The standard SONYMA Down Payment Assistance Loan can be used with a SONYMA mortgage for eligible down payment, closing-cost, or mortgage-insurance expenses. It carries 0% interest and no monthly payment. The current standard maximum is 3% of the purchase price up to $15,000, or $3,000, whichever is higher, and the loan cannot exceed the actual eligible expense. SONYMA says the first-mortgage rate is generally 0.40 percentage point higher when DPAL is attached, with stated exceptions for several special programs.

"Forgivable" does not mean unconditional. Standard DPAL is forgiven over 10 years, and a sale or refinance during that period can trigger repayment of the unforgiven balance. Buyers also need a minimum contribution from their own funds: generally 1%, or 3% for co-ops and three- or four-family properties under the current DPAL rules.

SONYMA also launched limited DPAL Plus 2026 funding on July 1. The current page describes up to $30,000 for buyers at or below 60% of area median income, after other subsidies are applied. It is first-come, can end when funds are depleted, and has its own underwriting and recapture terms. Treat it as a program to screen, not money already in the closing column.

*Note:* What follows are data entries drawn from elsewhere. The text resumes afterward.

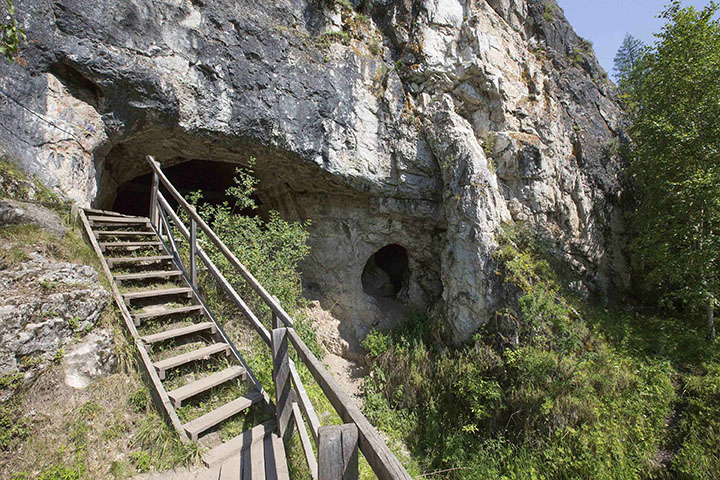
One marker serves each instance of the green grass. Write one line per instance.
(586, 392)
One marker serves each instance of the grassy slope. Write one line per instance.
(50, 431)
(555, 388)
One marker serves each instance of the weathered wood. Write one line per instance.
(305, 442)
(128, 277)
(219, 277)
(193, 253)
(139, 317)
(280, 459)
(105, 245)
(157, 258)
(197, 387)
(231, 468)
(205, 422)
(200, 354)
(281, 377)
(179, 332)
(156, 293)
(244, 272)
(238, 444)
(385, 465)
(145, 362)
(304, 401)
(337, 452)
(117, 220)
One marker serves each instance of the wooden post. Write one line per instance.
(281, 377)
(337, 452)
(154, 219)
(193, 252)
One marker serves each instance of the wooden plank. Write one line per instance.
(337, 452)
(145, 363)
(167, 311)
(385, 465)
(156, 258)
(305, 442)
(179, 332)
(281, 377)
(156, 293)
(219, 277)
(330, 457)
(270, 458)
(154, 243)
(204, 384)
(205, 422)
(212, 473)
(200, 354)
(238, 444)
(257, 461)
(244, 272)
(125, 277)
(304, 401)
(93, 219)
(230, 468)
(280, 459)
(123, 233)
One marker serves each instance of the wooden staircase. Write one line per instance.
(190, 359)
(198, 379)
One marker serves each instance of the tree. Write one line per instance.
(11, 35)
(675, 107)
(627, 58)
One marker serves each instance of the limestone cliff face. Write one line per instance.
(428, 124)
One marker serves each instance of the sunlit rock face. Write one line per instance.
(424, 124)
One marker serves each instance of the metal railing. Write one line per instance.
(336, 445)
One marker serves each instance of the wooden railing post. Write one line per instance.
(153, 200)
(193, 252)
(281, 377)
(337, 452)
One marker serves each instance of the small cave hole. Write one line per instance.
(386, 273)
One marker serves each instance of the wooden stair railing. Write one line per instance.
(292, 402)
(292, 411)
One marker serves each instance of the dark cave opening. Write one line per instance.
(386, 272)
(212, 178)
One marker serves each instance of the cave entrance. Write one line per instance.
(386, 273)
(213, 178)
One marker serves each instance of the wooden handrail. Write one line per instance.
(252, 281)
(292, 400)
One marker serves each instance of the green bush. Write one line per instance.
(560, 401)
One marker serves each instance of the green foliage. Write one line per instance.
(270, 248)
(675, 104)
(559, 401)
(11, 35)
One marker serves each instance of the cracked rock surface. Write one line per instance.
(424, 123)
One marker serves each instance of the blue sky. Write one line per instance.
(605, 22)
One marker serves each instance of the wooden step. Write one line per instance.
(238, 444)
(105, 245)
(204, 384)
(122, 233)
(126, 277)
(200, 354)
(210, 419)
(157, 258)
(179, 332)
(139, 317)
(129, 297)
(94, 220)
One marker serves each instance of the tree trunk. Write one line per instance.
(711, 319)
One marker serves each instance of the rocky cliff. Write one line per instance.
(425, 124)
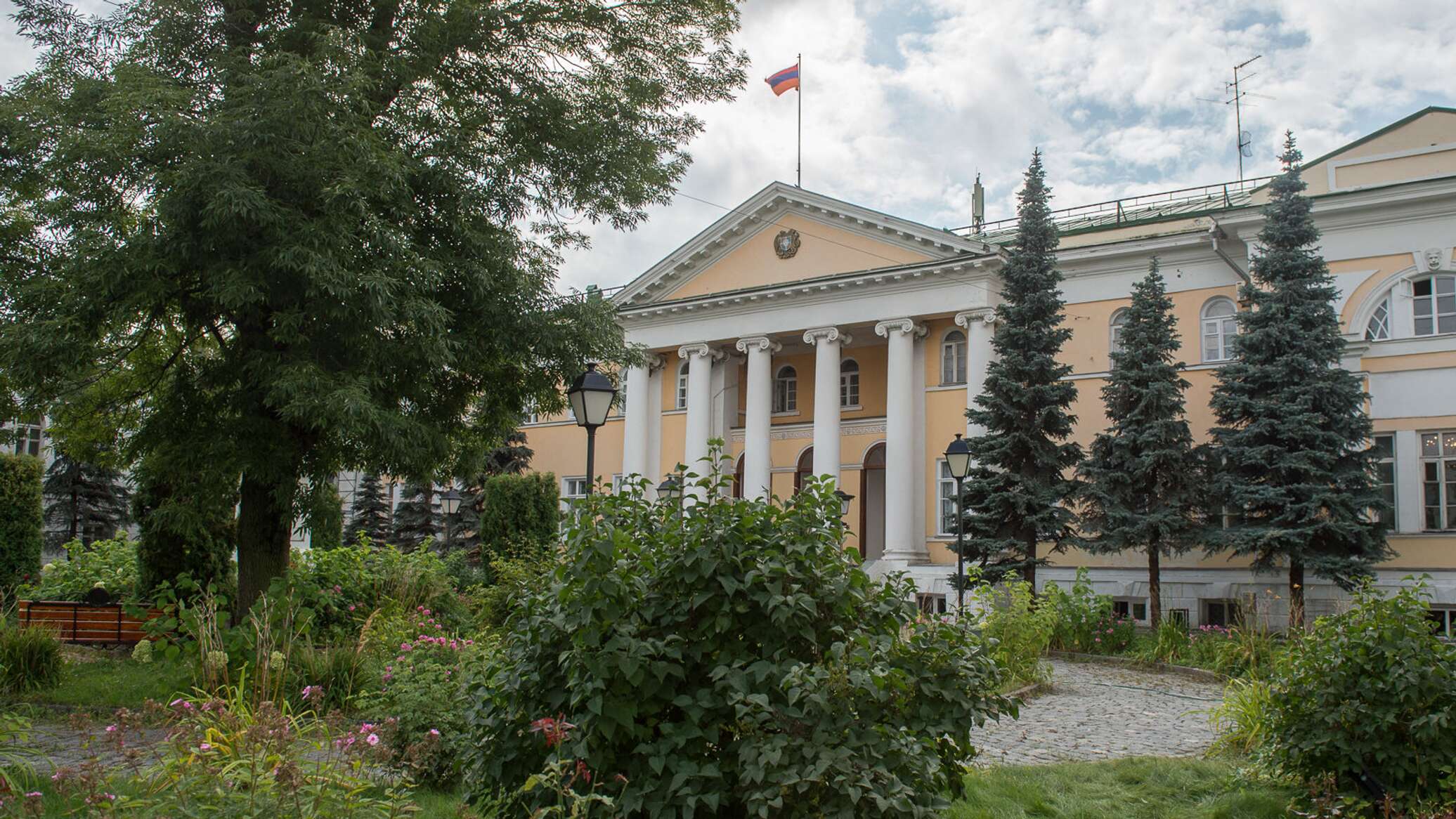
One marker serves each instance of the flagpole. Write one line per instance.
(798, 171)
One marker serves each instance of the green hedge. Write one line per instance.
(21, 518)
(516, 511)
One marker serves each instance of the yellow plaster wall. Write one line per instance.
(823, 251)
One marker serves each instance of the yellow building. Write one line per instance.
(819, 336)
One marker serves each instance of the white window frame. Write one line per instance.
(945, 501)
(850, 384)
(953, 358)
(786, 391)
(1439, 461)
(1114, 332)
(1221, 326)
(1434, 313)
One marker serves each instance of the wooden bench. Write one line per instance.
(86, 623)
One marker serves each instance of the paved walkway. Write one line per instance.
(1104, 712)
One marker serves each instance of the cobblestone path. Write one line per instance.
(1104, 712)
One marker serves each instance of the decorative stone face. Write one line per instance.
(786, 243)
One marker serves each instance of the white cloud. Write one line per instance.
(907, 99)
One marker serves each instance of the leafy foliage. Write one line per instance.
(1139, 490)
(1369, 693)
(30, 658)
(1015, 495)
(319, 235)
(370, 513)
(21, 520)
(84, 501)
(108, 563)
(733, 661)
(1293, 429)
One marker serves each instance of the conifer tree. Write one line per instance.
(84, 501)
(1015, 495)
(417, 517)
(1140, 489)
(370, 513)
(1293, 433)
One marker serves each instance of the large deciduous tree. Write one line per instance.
(1139, 485)
(1292, 441)
(1017, 494)
(325, 233)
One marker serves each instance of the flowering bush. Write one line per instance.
(421, 690)
(734, 660)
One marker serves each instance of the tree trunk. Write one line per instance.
(1296, 596)
(264, 524)
(1155, 587)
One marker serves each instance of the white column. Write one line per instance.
(980, 326)
(826, 398)
(699, 405)
(900, 511)
(756, 443)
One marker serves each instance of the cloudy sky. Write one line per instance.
(906, 100)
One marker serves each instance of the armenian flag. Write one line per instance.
(784, 80)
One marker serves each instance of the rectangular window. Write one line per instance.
(1434, 304)
(1222, 612)
(945, 490)
(1384, 452)
(1439, 480)
(28, 437)
(931, 605)
(1443, 622)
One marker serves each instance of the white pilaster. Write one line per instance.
(900, 440)
(826, 398)
(980, 326)
(756, 426)
(699, 406)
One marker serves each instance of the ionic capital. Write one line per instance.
(906, 326)
(983, 315)
(826, 335)
(750, 343)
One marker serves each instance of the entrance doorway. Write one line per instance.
(873, 504)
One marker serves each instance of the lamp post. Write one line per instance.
(958, 461)
(590, 396)
(449, 504)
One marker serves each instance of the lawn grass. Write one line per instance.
(101, 681)
(1123, 789)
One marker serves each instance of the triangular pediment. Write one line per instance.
(786, 235)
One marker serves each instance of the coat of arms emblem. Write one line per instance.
(786, 243)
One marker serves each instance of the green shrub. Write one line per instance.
(21, 520)
(1021, 629)
(1081, 616)
(108, 563)
(30, 658)
(187, 527)
(519, 513)
(1370, 691)
(734, 661)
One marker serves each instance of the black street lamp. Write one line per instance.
(958, 461)
(590, 396)
(449, 504)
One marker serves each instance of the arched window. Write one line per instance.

HomeFirst is New York City's separate local lane

NYC HPD's HomeFirst program serves eligible first-time buyers purchasing an owner-occupied one- to four-family home, condo, or co-op in the five boroughs. The May 2026 term sheet caps assistance at the lesser of 20% of the purchase price or $100,000. It also requires an HPD-approved housing counselor and lender, homebuyer education, a qualifying property inspection, program income and purchase-price limits, and at least 3% of the purchase price from the buyer's own funds.

HomeFirst is a 0% forgivable loan with an owner-occupancy period. Current terms use 10 years for assistance of $40,000 or less and 15 years above $40,000; City-funded loans use 15 years regardless of amount. Moving, selling, transferring, renting the primary unit, or refinancing can affect repayment. The HPD-approved counselor is the right first stop for a current eligibility and funding check.

Closing costs sit beside the down payment

Cash to close can include the down payment, lender charges, appraisal, attorney, title search and title insurance, recording and mortgage-related taxes, prepaid interest, the first insurance premium, escrow deposits, and adjustments for property tax or building charges. Inspection and moving costs may already have been paid before closing. A co-op has no deed or ordinary title-insurance package, but it can bring lender, building, lien-search, recognition, and move fees of its own.

Keep a reserve beyond the lender's final cash-to-close line. The roof, boiler, appliance, co-op assessment, or condo charge that appears after closing will not be paid by a down-payment program unless the written program terms and closing approval specifically say so.

Official sources

Reviewed July 12, 2026. Program funding, rates, limits, lender participation, underwriting, property approval, and repayment terms can change. Confirm the current transaction with the responsible counselor, participating lender, program administrator, and attorney before relying on assistance.